Are you a one-time-only kind of reader? Or do you go back to same titles time and time again? Here were explore the multifaceted joys of the latter approach, and suggest some books perfect for a second, third or even fourth time around.

“Curiously enough, one cannot read a book; one can only reread it,” said Vladimir Nabokov during his Lectures on Literature (later published into a book). “A good reader, a major reader, and active and creative reader is a re-reader.” He would know: anybody familiar with reading Lolita more than once will note the spoiler smuggled into its second page.

Do you re-read books? Do certain old favourites linger close to hand, spine-cracked and tatty-cornered, while immaculate new hardbacks sit on the to-read pile hopefully waiting for attention?

If so, you’re not alone: C. S. Lewis equated re-reading to spending time with his favourite friends – “I’d never be satisfied to limit myself to just one experience each with my favourite people.” To return briefly to Nabokov, it was to re-reading his and Roland Barthes’ work that Zadie Smith dedicated the first essay in her collection, Changing My Mind.
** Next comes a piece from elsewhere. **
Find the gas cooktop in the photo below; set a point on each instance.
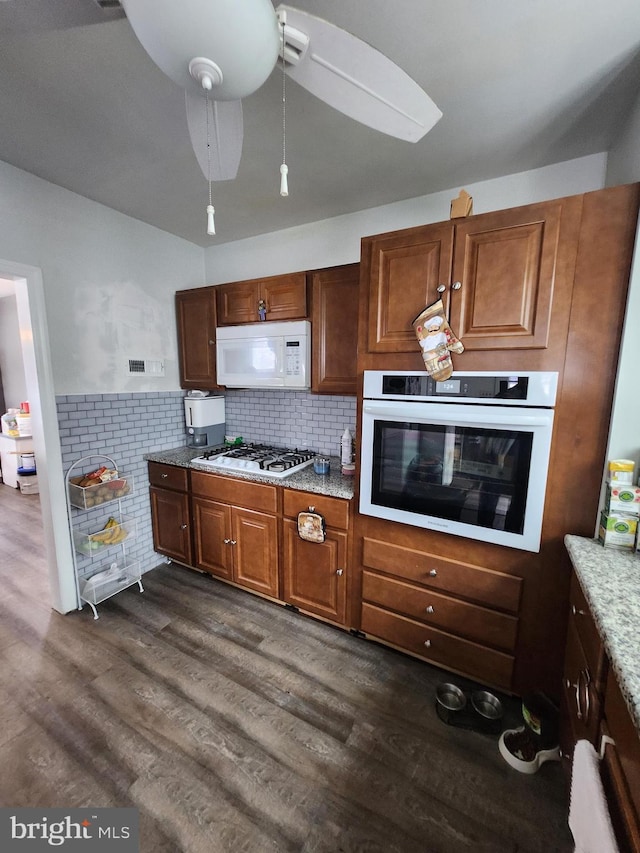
(260, 459)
Ian Rankin, famed for writing gnarly Scottish crime novels, frequently returns to Jilly Cooper’s sex-filled romance Rivals for “pure escapism”. As for Cooper herself, she’s a fan of re-reading Proust, who regularly calls back readers for another flick through the pages.

'Sometimes authors discover the real impact of beloved books on their own work only when re-reading them'

Why re-read? There are all sorts of reasons. One of them is inspiration: while writing her forthcoming book, A Slow Fire Burning, author Paula Hawkins re-read plenty. Books by Shirley Jackson, The Cement Garden by Ian McEwan, Pat Barker’s Blow Your House Down. Tessa Hadley discovered Elizabeth Bowen at 13, while graduating to the adult’s section of the library; forgot about her, and then re-discovered her 20 years later. “Now,” she wrote in the LRB last year, “I’ve never not got something of hers open on my desk.” Sometimes authors discover the real impact of beloved books on their own work only when re-reading them: Ursula K. LeGuin’s The Tombs of Atuan “left such a mark” on novelist Alexander Chee that when he picked it up, decades later, he “realised with a small shock that this mark later turned into my second novel, The Queen of the Night.”
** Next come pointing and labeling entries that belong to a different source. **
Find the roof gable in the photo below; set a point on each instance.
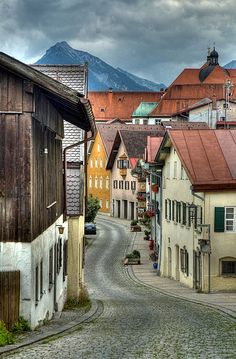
(208, 156)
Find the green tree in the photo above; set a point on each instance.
(92, 208)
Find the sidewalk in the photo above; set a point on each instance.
(144, 273)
Journalist and critic Vivian Gornick had to read things again as part of her career, but came to the conclusion in Unfinished Business: Notes of a Chronic Re-Reader, that re-reading could help one achieve “semblance of an integrated self” – ergo, make amends for our earlier misdemeanours, literary and otherwise. The book is dedicated to the revelations that emerge when she tackles titles she’s not read for years, and finds out both new things about them and herself.

One of the more obvious benefits to re-reading is that, if done at pertinent intervals, the process can tell the reader a lot about how they’ve changed since they last picked up the book. Writer Tanya Shadrick turned to the diaries of Sylvia Plath, Anais Nin and Virginia Woolf at the ages of 20, 30, 40 and intends to do so again at 50, “to feel myself arriving (or going beyond, in Plath’s case) at their ages and find new perspectives in them as I grow older.”
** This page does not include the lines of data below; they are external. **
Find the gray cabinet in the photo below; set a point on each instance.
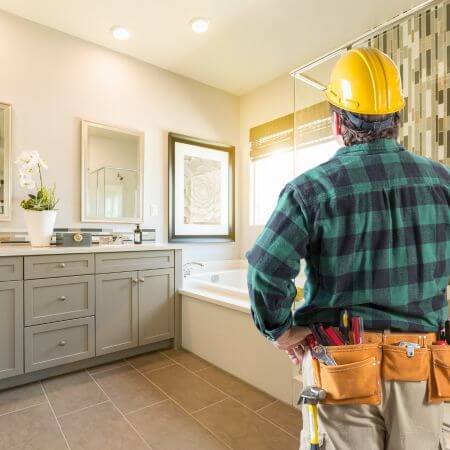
(53, 299)
(156, 305)
(11, 328)
(128, 261)
(116, 312)
(11, 268)
(53, 344)
(58, 265)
'There are those who return to Mrs Dalloway on 16 June, the day it is set on'

And then there’s the ritualistic re-reading. Perhaps you’re the type to take The Silence of the Lambs on every holiday, or dedicate the weeks between late September and Christmas to revisiting Philip Pullman’s His Dark Materials. Jane Eyre and Bleak House might be your go-to November reading material, or I Capture The Castle with the onset of summer. There are those who return to Mrs Dalloway on 16 June, the day it is set on, and others who spend the days between February 2 and Bloomsday (also 16 June) re-reading a chapter of Ulysses by James Joyce. For some people, the tug to re-read is simple and personal: journalist Tom Lamont associates Howard’s End with “the time I met my wife, opened every year since.”

Perhaps what a lot of re-reading boils down to is comfort: the familiarity that comes from the perfume of a loved one or an in-joke with a friend. Certain books are able to hold us on the bad brain days, or the back-to-school days, in a way that little else can. No wonder we want to read them again.